Although there has now been a decision made on the definition of free range eggs, a ruling made by the Australian Federal Court after the decision, is making waves in the food industry.
The ruling imposed $300,000 penalty on an egg producer because labelling and promotion which occurred between 1 January 2012 to 2 December 2014, had eggs which were not free range and did not comply with Australian Consumer Law.
During the judgement Justice Edelman said the conduct was significant, occurring over nearly a three year period and involving a widely consumed food. He noted that the conduct concerned “representations upon which consumers were heavily reliant” and that the loss and damage suffered by consumers and competitors is likely to be significant.
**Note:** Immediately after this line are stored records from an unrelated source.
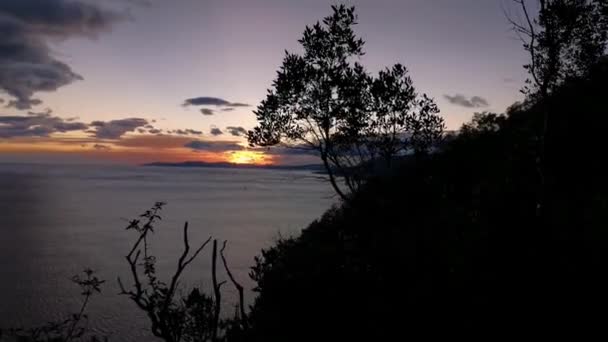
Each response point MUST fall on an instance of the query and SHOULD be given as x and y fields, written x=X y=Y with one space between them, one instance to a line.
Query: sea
x=57 y=220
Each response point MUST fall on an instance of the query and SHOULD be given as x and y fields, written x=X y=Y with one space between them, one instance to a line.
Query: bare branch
x=238 y=287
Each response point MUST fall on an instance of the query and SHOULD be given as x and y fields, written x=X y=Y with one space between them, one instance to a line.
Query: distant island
x=317 y=168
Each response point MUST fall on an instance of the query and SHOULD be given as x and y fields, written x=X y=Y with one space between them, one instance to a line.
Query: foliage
x=73 y=328
x=452 y=243
x=325 y=101
x=174 y=317
x=564 y=40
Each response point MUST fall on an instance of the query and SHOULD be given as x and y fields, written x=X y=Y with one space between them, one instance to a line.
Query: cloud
x=27 y=64
x=115 y=129
x=212 y=101
x=185 y=132
x=236 y=131
x=37 y=125
x=157 y=142
x=214 y=146
x=294 y=150
x=101 y=147
x=461 y=100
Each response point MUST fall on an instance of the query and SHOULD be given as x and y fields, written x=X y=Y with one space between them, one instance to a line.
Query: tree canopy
x=326 y=101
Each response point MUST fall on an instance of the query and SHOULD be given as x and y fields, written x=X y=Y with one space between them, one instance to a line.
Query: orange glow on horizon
x=248 y=157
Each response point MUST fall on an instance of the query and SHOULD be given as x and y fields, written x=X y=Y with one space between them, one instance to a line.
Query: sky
x=125 y=80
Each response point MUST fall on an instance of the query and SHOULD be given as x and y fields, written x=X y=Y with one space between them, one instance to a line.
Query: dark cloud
x=236 y=131
x=295 y=150
x=186 y=132
x=115 y=129
x=212 y=101
x=214 y=146
x=101 y=147
x=156 y=142
x=473 y=102
x=27 y=65
x=36 y=125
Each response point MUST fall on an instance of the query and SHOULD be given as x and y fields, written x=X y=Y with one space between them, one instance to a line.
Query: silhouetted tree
x=173 y=317
x=462 y=252
x=564 y=39
x=326 y=101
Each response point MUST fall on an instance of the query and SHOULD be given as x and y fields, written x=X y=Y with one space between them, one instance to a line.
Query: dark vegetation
x=452 y=242
x=501 y=230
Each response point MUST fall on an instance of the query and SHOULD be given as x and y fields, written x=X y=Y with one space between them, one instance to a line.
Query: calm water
x=56 y=220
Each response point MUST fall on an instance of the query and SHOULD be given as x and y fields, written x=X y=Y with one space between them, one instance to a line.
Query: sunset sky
x=137 y=81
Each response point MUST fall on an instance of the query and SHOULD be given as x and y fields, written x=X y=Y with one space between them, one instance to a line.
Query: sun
x=247 y=157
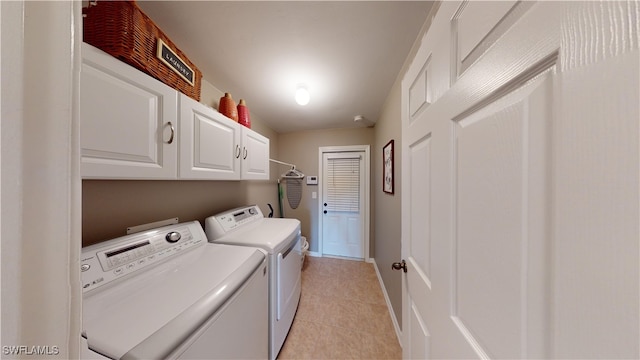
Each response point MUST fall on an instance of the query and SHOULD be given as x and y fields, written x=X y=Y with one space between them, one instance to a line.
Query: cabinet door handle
x=173 y=133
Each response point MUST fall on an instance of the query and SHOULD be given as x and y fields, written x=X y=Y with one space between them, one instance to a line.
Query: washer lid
x=149 y=314
x=269 y=234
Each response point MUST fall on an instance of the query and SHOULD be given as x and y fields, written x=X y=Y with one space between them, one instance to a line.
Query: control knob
x=173 y=236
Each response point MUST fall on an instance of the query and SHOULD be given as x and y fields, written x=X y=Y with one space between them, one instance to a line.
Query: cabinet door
x=209 y=143
x=128 y=121
x=255 y=155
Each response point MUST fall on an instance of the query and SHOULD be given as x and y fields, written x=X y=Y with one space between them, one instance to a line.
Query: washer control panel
x=110 y=260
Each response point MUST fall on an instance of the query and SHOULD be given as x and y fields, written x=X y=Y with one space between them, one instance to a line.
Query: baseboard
x=386 y=299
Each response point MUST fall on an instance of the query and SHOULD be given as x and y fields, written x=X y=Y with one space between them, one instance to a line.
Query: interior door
x=343 y=204
x=520 y=174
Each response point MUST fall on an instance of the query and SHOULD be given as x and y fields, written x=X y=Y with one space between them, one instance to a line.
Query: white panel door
x=521 y=226
x=209 y=143
x=343 y=200
x=128 y=121
x=255 y=155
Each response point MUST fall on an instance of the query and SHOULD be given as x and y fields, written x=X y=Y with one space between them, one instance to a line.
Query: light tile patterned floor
x=342 y=314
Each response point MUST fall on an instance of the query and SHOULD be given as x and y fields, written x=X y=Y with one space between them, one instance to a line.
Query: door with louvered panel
x=343 y=204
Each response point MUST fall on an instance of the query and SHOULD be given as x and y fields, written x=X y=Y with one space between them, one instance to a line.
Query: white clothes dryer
x=167 y=293
x=280 y=238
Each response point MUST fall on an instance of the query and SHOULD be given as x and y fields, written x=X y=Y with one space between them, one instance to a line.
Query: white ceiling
x=347 y=53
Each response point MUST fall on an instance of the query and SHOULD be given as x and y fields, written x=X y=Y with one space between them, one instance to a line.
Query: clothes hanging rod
x=293 y=167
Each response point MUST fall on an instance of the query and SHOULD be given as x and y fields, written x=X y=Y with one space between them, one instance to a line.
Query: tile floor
x=342 y=314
CHOICE believes the court’s decision was correct, whereas the company and others in the food industry say that it is unfair.
CHOICE spokesperson Erin Turner said; “Ministers responsible for consumer affairs had an opportunity to clean up this market. Instead they bowed to the requests of big industrial egg producers and locked in an information standard that will continue to rip-off consumers as ‘free-range’ hens can still be kept in cramped conditions with no guarantee they go outside.”
Joe Lederman, expert in food law from food compliancy practice, FoodLegal said; “I can understand why the company could feel it was unfairly treated, it was advertising its eggs at a time when free range was not properly defined, it’s a bit rough.”
The case was initiated by the Australian Competition and Consumer Commission (ACCC).
ACCC Chairman Rod Sims said; “This decision reinforces the position the ACCC has taken that any free range egg claim must be backed by farming conditions which allow hens to actually move about on an open range each day.”
The company has responded to the ruling by confirming that the specific farm involved is no longer supplying their business and there have been various changes to it’s farm practices recently as well as a review of labelling.